Recently we've seen the Arc Challenge and the Erlang Challenge come up in the blogoworld, and I think they've been good at focusing comparative tool set discussions.

Why not create a website where people can post different challenges, and host the responses to them, along with discussion of their pros and cons, so that we can see more clearly the strengths and weaknesses of various programming languages and tool sets?




I am surprised that no one to this point has brought up the Programming Language Shootout. It compares many languages across some simple problems. (I'm not sure whether or not it would allow Arc at this point, since widespread use is a criterion for inclusion -- but there's nothing stopping someone from writing the programs for comparison.)

http://shootout.alioth.debian.org/gp4sandbox/benchmark.php?t...

Note that the shootout compares code size using gzipped size -- which should be even more generous to Lisps than PG's token count, due to the easily compressible parens. However, Lisp and Scheme actually do quite poorly by this metric, even ranking below some statically typed languages, while Python, Perl, and Ruby do particularly well. I'd love to see where Arc would rank, considering that it was designed with brevity in mind.
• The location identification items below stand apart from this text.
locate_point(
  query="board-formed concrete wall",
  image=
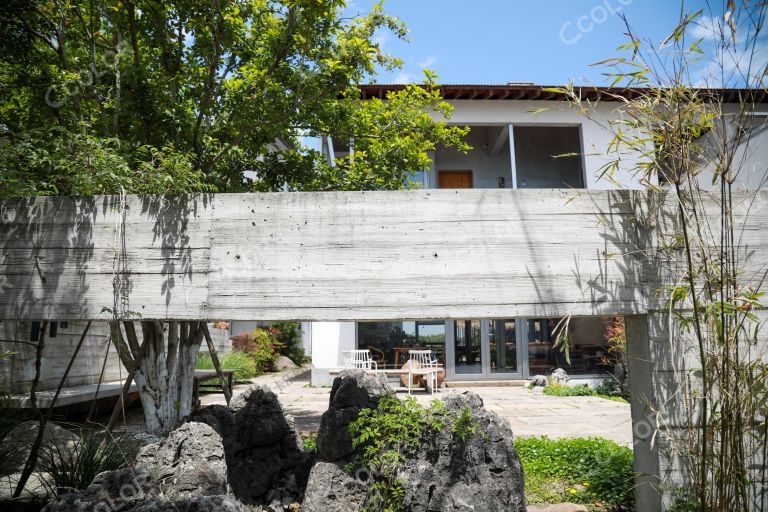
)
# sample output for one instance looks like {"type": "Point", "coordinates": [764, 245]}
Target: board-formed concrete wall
{"type": "Point", "coordinates": [325, 256]}
{"type": "Point", "coordinates": [371, 256]}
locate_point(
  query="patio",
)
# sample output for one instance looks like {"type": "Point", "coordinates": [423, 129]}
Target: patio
{"type": "Point", "coordinates": [531, 413]}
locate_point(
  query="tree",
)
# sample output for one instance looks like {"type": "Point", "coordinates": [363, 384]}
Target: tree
{"type": "Point", "coordinates": [192, 95]}
{"type": "Point", "coordinates": [141, 96]}
{"type": "Point", "coordinates": [684, 143]}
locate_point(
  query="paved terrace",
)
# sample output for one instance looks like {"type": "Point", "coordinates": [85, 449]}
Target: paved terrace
{"type": "Point", "coordinates": [531, 413]}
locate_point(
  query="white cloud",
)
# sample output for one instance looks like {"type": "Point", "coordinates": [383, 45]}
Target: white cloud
{"type": "Point", "coordinates": [403, 78]}
{"type": "Point", "coordinates": [429, 61]}
{"type": "Point", "coordinates": [707, 28]}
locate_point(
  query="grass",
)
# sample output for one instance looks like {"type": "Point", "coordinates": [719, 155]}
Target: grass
{"type": "Point", "coordinates": [244, 367]}
{"type": "Point", "coordinates": [591, 471]}
{"type": "Point", "coordinates": [579, 390]}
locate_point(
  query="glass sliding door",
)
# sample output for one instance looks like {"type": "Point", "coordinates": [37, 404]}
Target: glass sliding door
{"type": "Point", "coordinates": [483, 349]}
{"type": "Point", "coordinates": [467, 347]}
{"type": "Point", "coordinates": [502, 341]}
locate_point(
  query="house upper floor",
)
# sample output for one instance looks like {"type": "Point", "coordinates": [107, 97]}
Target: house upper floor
{"type": "Point", "coordinates": [526, 136]}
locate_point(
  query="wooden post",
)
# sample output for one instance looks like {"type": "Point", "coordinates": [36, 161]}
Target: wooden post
{"type": "Point", "coordinates": [120, 402]}
{"type": "Point", "coordinates": [34, 451]}
{"type": "Point", "coordinates": [216, 364]}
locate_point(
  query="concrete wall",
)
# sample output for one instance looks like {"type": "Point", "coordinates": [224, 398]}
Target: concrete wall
{"type": "Point", "coordinates": [18, 370]}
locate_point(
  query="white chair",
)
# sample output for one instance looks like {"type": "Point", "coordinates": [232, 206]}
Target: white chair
{"type": "Point", "coordinates": [423, 360]}
{"type": "Point", "coordinates": [359, 359]}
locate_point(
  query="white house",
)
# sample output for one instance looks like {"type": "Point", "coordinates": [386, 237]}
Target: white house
{"type": "Point", "coordinates": [517, 130]}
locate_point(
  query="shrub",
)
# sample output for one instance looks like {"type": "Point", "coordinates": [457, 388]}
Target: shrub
{"type": "Point", "coordinates": [260, 348]}
{"type": "Point", "coordinates": [390, 435]}
{"type": "Point", "coordinates": [74, 468]}
{"type": "Point", "coordinates": [602, 391]}
{"type": "Point", "coordinates": [583, 470]}
{"type": "Point", "coordinates": [287, 338]}
{"type": "Point", "coordinates": [240, 362]}
{"type": "Point", "coordinates": [263, 350]}
{"type": "Point", "coordinates": [310, 442]}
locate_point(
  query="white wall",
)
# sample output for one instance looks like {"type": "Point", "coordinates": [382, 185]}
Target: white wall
{"type": "Point", "coordinates": [329, 340]}
{"type": "Point", "coordinates": [595, 139]}
{"type": "Point", "coordinates": [486, 168]}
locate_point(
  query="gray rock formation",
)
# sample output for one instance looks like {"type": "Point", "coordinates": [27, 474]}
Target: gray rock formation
{"type": "Point", "coordinates": [189, 462]}
{"type": "Point", "coordinates": [352, 391]}
{"type": "Point", "coordinates": [264, 452]}
{"type": "Point", "coordinates": [330, 489]}
{"type": "Point", "coordinates": [483, 473]}
{"type": "Point", "coordinates": [181, 472]}
{"type": "Point", "coordinates": [446, 474]}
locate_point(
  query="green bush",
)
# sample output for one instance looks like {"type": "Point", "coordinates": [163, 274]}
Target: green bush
{"type": "Point", "coordinates": [240, 362]}
{"type": "Point", "coordinates": [260, 346]}
{"type": "Point", "coordinates": [263, 350]}
{"type": "Point", "coordinates": [601, 391]}
{"type": "Point", "coordinates": [74, 468]}
{"type": "Point", "coordinates": [583, 470]}
{"type": "Point", "coordinates": [390, 435]}
{"type": "Point", "coordinates": [287, 337]}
One problem would be that if the challenges were easy, you'd get tons of silly entries, like the bottles of beer challenge. If they were hard, you might not get enough entries to be representative. Solutions:

1) Find a sweet spot of difficulty for each problem. This would be hard.

2) Offer prizes, bragging rights, publicity, etc for excellent solutions. This wouldn't be hard, just take resources.


You'd also want to differentiate types of challenges and solutions by whether they were using base language, base lang + libraries, or anything available to language. I think its different saying I can solve a challenge with a little hacking in a language, and saying I can solve a challenge importing a nifty library then use a few DSL commands. On the other hand, if we're just trying to gauge productivity using a language, the ease of incorporating open source solutions (even written in other languages) should be important.